Human papillomavirus (HPV)-induced cervical cancer is a major health issue among women from the poorly/under-developed sectors of the world. It accounts for a high-mortality rate because of its late diagnosis and poor prognosis. Initial establishment and subsequent progression of this form of cancer are completely dependent on two major oncogenes E6 and E7, which are expressed constitutively leading to tumorigenesis. Thus, manipulation of these genes represents the most successful form of cervical cancer therapy. In the present article, information on structural, functional, and clinical dimensions of E6 and E7 activity has been reviewed. The genome organization and protein structure of E6 and E7 have been discussed followed by their mechanism to establish the six major cancer hallmarks in cervical tissues for tumor propagation.
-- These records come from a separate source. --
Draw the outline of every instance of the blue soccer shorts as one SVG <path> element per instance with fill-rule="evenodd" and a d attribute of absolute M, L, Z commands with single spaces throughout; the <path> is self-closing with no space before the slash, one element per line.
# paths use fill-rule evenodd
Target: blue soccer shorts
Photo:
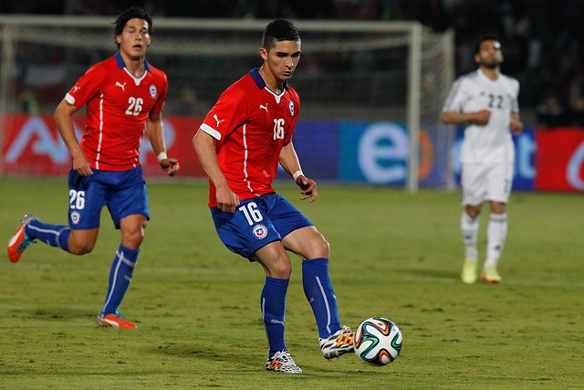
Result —
<path fill-rule="evenodd" d="M 84 230 L 99 227 L 101 209 L 108 206 L 116 228 L 120 220 L 134 214 L 150 219 L 148 193 L 141 166 L 127 171 L 100 171 L 81 176 L 69 171 L 69 227 Z"/>
<path fill-rule="evenodd" d="M 242 200 L 234 214 L 211 207 L 211 215 L 225 247 L 245 258 L 293 230 L 313 226 L 279 194 Z"/>

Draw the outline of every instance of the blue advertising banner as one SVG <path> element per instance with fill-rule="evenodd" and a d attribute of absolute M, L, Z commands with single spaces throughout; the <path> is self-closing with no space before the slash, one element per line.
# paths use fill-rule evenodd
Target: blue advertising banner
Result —
<path fill-rule="evenodd" d="M 339 137 L 339 180 L 405 184 L 409 142 L 403 124 L 342 121 Z"/>

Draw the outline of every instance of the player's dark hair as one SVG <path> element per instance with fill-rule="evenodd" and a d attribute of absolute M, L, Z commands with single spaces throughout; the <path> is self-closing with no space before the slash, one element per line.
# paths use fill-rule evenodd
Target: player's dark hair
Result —
<path fill-rule="evenodd" d="M 495 40 L 497 42 L 501 42 L 499 37 L 495 34 L 484 34 L 476 39 L 476 43 L 474 44 L 474 54 L 478 54 L 481 51 L 481 45 L 485 40 Z"/>
<path fill-rule="evenodd" d="M 113 23 L 116 26 L 115 37 L 120 36 L 126 26 L 126 23 L 128 23 L 130 19 L 134 18 L 145 20 L 148 23 L 148 33 L 151 35 L 152 34 L 152 17 L 143 8 L 132 6 L 120 14 L 116 21 Z M 120 44 L 118 44 L 118 47 L 120 47 Z"/>
<path fill-rule="evenodd" d="M 267 25 L 262 37 L 262 47 L 270 49 L 276 42 L 299 41 L 300 34 L 294 25 L 286 19 L 276 19 Z"/>

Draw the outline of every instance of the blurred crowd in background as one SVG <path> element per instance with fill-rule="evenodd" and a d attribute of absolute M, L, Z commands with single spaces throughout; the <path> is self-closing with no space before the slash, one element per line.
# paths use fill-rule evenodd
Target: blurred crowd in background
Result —
<path fill-rule="evenodd" d="M 1 14 L 117 15 L 130 5 L 156 17 L 418 20 L 453 28 L 456 75 L 474 70 L 474 43 L 500 37 L 504 73 L 521 83 L 522 108 L 542 127 L 584 126 L 584 0 L 19 0 Z"/>

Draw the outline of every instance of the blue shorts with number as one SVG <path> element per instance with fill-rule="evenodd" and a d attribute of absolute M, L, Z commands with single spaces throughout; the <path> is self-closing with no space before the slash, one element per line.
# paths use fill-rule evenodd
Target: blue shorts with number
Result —
<path fill-rule="evenodd" d="M 293 230 L 313 226 L 278 194 L 243 200 L 234 214 L 211 207 L 211 215 L 225 247 L 245 258 L 270 242 L 281 240 Z"/>
<path fill-rule="evenodd" d="M 108 206 L 111 219 L 120 228 L 120 220 L 134 214 L 150 219 L 148 194 L 141 166 L 128 171 L 100 171 L 81 176 L 69 171 L 69 227 L 74 230 L 99 227 L 101 209 Z"/>

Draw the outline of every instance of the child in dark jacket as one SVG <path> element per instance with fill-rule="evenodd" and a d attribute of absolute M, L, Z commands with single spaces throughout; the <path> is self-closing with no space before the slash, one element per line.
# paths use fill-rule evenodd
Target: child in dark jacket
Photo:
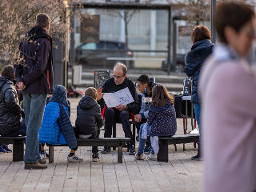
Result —
<path fill-rule="evenodd" d="M 98 138 L 100 128 L 103 126 L 101 107 L 96 102 L 97 90 L 89 87 L 77 107 L 75 126 L 80 138 Z M 92 147 L 92 158 L 98 162 L 98 146 Z"/>
<path fill-rule="evenodd" d="M 39 130 L 39 142 L 55 145 L 67 143 L 70 148 L 67 161 L 79 162 L 83 159 L 74 154 L 78 145 L 70 119 L 70 107 L 66 88 L 57 85 L 45 108 L 42 126 Z"/>
<path fill-rule="evenodd" d="M 175 134 L 177 130 L 176 112 L 174 100 L 165 86 L 158 84 L 153 87 L 152 103 L 150 106 L 147 122 L 142 124 L 139 130 L 139 145 L 134 158 L 145 160 L 143 153 L 146 135 L 150 135 L 153 147 L 148 158 L 155 160 L 158 150 L 158 137 L 168 137 Z"/>

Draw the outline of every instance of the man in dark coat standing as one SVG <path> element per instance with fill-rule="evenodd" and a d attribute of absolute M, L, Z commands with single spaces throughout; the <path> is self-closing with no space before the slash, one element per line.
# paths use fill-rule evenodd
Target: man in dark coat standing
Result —
<path fill-rule="evenodd" d="M 128 143 L 129 154 L 134 155 L 134 145 L 135 141 L 133 138 L 131 130 L 129 126 L 129 115 L 130 113 L 137 114 L 138 111 L 138 102 L 136 94 L 136 89 L 134 82 L 130 80 L 127 76 L 127 67 L 122 64 L 118 63 L 114 67 L 114 75 L 108 79 L 103 86 L 98 90 L 97 101 L 102 104 L 102 93 L 114 93 L 120 90 L 128 87 L 134 102 L 128 105 L 118 105 L 114 108 L 106 108 L 105 110 L 105 123 L 104 123 L 104 138 L 111 138 L 112 126 L 114 122 L 122 122 L 122 129 L 125 132 L 126 138 L 130 138 L 130 142 Z M 110 152 L 109 146 L 105 146 L 102 151 L 102 154 Z"/>
<path fill-rule="evenodd" d="M 20 62 L 14 66 L 18 90 L 23 94 L 27 126 L 25 169 L 47 167 L 46 161 L 40 159 L 38 130 L 47 94 L 53 90 L 52 39 L 48 34 L 50 18 L 46 14 L 38 14 L 36 22 L 19 45 Z"/>

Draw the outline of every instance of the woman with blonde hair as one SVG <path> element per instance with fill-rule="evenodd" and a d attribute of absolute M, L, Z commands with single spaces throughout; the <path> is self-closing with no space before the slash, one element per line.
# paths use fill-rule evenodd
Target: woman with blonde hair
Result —
<path fill-rule="evenodd" d="M 197 120 L 200 134 L 201 122 L 200 110 L 201 105 L 198 95 L 198 84 L 199 74 L 204 62 L 212 53 L 214 44 L 210 41 L 210 30 L 205 26 L 198 26 L 191 32 L 191 50 L 186 55 L 185 73 L 187 76 L 192 77 L 193 89 L 191 102 L 194 104 L 194 111 Z M 191 158 L 192 160 L 202 160 L 201 143 L 198 145 L 198 154 Z"/>

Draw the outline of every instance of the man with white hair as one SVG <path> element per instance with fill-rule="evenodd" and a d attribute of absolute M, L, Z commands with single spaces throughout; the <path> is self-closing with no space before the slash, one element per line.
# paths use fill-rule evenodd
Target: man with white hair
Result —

The later section of this review article deals with the different modes of therapeutics, which functions by deregulating E6 and E7 activity. Since E6 and E7 are the biomarkers of a cervical cancer cell and are the ones driving the cancer progression, therapeutic approaches targeting E6 and E7 have been proved to be highly efficient in terms of focused removal of abnormally propagating malignant cells. Therapeutics including different forms of vaccines to advanced genome editing techniques, which suppress E6 and E7 activity, have been found to successfully bring down the population of cervical cancer cells infected with HPV. T-cell mediated immunotherapy is another upcoming successful form of treatment to eradicate HPV-infected tumorigenic cells. Additionally, therapeutics using natural compounds from plants or other natural repositories, i.e., phytotherapeutic approaches have also been reviewed here, which prove their anticancer potential through E6 and E7 inhibitory effects. Thus, E6 and E7 repression through any of these methods is a significant approach toward cervical cancer therapy, described in details in this review along with an insight into the signaling pathways and molecular mechanistic of E6 and E7 action.